Tyler and Trey were best men, with Tyler gripping the ring box tightly. Trey couldn’t wait to call Farran Mom. And shortly after they married, he began asking about a sibling. “When are you guys going to have a baby?” he often queries. “What are we going to name our baby?”
The wedding gave them legal imprimatur. But becoming family, Theo and Farran say, is not a single event; rather, it’s a slow accrual of experiences, struggles, and intimacies. There was the time last summer when the four went to Wildwood and Tyler, who’s typically afraid of water, bravely dunked in the pool. And the time in Baltimore, when he clung to both Farran and Theo in the midst of a noisy crowd.
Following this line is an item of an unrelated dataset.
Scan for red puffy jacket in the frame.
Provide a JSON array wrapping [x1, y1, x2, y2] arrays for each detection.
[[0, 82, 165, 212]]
And the moment when Trey first called Farran Mom in public.
Recently, Theo woke up feeling a bit unwell. While he lingered in bed, Farran got the boys up, made breakfast, and made sure they were ready for school. “She woke me up, and I was thinking: It’s 6:30, I’ve got to help her with the boys. She said, ‘I did everything. We’re getting ready to leave.’ I thought: Wow. It’s a team thing, now.”